Satellite imagery from Planet Labs, released with a two-week delay per the firm's stated policy, shows the scale of physical damage already sustained. Ships burned at Iran's Bandar Abbas port on March 2. A major building at the 5th Fleet headquarters in Bahrain was destroyed in the first days of fighting. Two radomes - geodesic domes protecting radar systems used for secure communications - were wiped out. At France's Camp de la Paix naval base in Abu Dhabi, two large hangar buildings were destroyed.
These are not symbolic strikes. They degrade real operational capacity in a theater where that capacity is already stretched.
File: U.S. Navy warship. America is operating carrier strike groups in the Gulf without allied naval support. The 5th Fleet headquarters in Bahrain sustained significant physical damage in the first days of the war. (Pexels)
Nineteen days into this war, several decision points are converging simultaneously.

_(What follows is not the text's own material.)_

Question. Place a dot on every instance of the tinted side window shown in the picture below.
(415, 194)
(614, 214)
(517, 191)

Iran's strategy is becoming clearer. Tehran is not trying to win a conventional military confrontation with the United States and Israel. It cannot. Instead, it is waging an attrition campaign designed to: drive oil prices high enough to create economic and political pain in Washington; destroy enough allied infrastructure in the Gulf to make the region ungovernable for U.S. forces; and demonstrate that the cost of regime change is too high for any American politician to sustain through midterm elections in November 2026.

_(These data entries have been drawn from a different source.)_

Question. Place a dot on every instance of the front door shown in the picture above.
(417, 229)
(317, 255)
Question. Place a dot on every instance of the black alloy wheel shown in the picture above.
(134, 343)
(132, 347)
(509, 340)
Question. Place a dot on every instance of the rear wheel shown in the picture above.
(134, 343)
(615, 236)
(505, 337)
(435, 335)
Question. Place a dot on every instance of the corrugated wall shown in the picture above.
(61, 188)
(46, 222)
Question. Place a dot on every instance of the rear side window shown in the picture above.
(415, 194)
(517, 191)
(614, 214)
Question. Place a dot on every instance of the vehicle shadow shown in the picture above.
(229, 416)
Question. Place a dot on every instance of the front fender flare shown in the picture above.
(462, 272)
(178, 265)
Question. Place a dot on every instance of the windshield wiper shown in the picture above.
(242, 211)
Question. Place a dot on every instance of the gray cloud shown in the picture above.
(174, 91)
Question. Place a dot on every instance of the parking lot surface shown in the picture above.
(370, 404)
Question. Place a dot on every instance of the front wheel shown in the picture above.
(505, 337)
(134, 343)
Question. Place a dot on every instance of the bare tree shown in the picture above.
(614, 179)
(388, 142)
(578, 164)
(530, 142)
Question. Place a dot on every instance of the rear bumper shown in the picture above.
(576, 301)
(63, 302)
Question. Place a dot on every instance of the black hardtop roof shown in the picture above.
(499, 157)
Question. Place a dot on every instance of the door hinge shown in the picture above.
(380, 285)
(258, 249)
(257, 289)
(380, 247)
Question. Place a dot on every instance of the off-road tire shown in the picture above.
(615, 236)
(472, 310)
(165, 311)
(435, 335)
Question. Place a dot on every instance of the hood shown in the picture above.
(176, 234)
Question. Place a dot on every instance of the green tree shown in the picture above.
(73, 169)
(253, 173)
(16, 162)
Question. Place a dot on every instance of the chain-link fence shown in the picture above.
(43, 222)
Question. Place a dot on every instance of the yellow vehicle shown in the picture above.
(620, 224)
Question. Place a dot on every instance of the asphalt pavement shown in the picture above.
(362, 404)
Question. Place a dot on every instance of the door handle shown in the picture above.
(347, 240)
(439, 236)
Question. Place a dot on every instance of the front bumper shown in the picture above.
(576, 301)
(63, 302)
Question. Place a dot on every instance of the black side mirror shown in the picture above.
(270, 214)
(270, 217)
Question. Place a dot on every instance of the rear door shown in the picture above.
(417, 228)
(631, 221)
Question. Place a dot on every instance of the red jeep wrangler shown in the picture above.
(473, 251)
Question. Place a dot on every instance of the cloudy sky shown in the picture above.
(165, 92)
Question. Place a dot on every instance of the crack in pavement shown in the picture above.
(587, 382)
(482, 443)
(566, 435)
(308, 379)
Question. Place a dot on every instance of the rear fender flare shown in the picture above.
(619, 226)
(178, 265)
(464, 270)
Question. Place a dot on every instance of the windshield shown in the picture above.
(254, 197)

The Khorramshahr-4 deployment is part of this strategy. Every time Iran demonstrates that its missiles can penetrate Israeli air defenses - even partially - it undermines the confidence of Gulf Arab states that they can shelter under the American-Israeli security umbrella. If the UAE or Saudi Arabia concludes that American protection is insufficient, the political pressure on Washington to negotiate intensifies dramatically.
On the Israeli side, Netanyahu's stated goal - undermining the Iranian regime enough to give its people a chance to remove it - is not happening. Domestic protests that might have destabilized the theocracy have not emerged. Iranian civilians are sheltering from American and Israeli bombs, not taking to the streets against their government. The decapitation strategy has killed Khamenei, Larijani, Soleimani, and multiple other officials. The IRGC is still firing missiles.

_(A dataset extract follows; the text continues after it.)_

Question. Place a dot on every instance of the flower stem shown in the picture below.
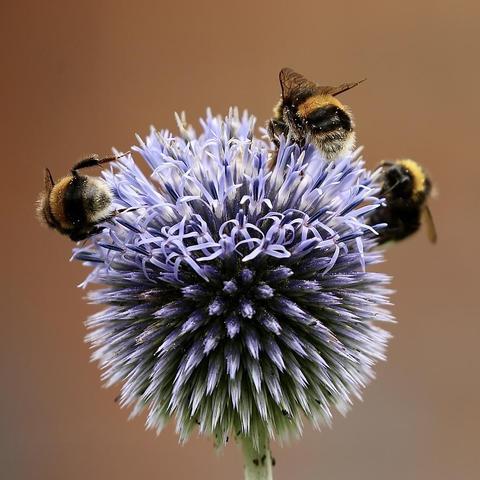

The killing of Larijani specifically may have been counterproductive from a diplomatic standpoint. He was the last senior Iranian official who had been in active contact with Western mediators. His death removes that channel entirely - assuming any channel still existed after three weeks of intensive bombing.
For the United States, the political picture is deteriorating. Joe Kent's resignation on the grounds that there was no imminent threat and the war was started at Israel's behest is the most significant internal dissent yet. It gives Democrats a credible former Trump official to cite in their case against the war. It gives MAGA voters - who traditionally resist foreign entanglements - a reason to question whether this war serves American interests.
Trump is aware of the political clock. He has cited midterm elections in his private and public framing of the war. A prolonged conflict with no allied support, rising oil prices feeding domestic inflation, and a nuclear plant that nearly became an international incident does not strengthen his position going into the 2026 campaign cycle.
The Khorramshahr-4's cluster munitions over Ramat Gan are not just a military event. They are a signal: Iran has more escalation capacity than it has used, and it will use it. The war is not winding down. It is winding up.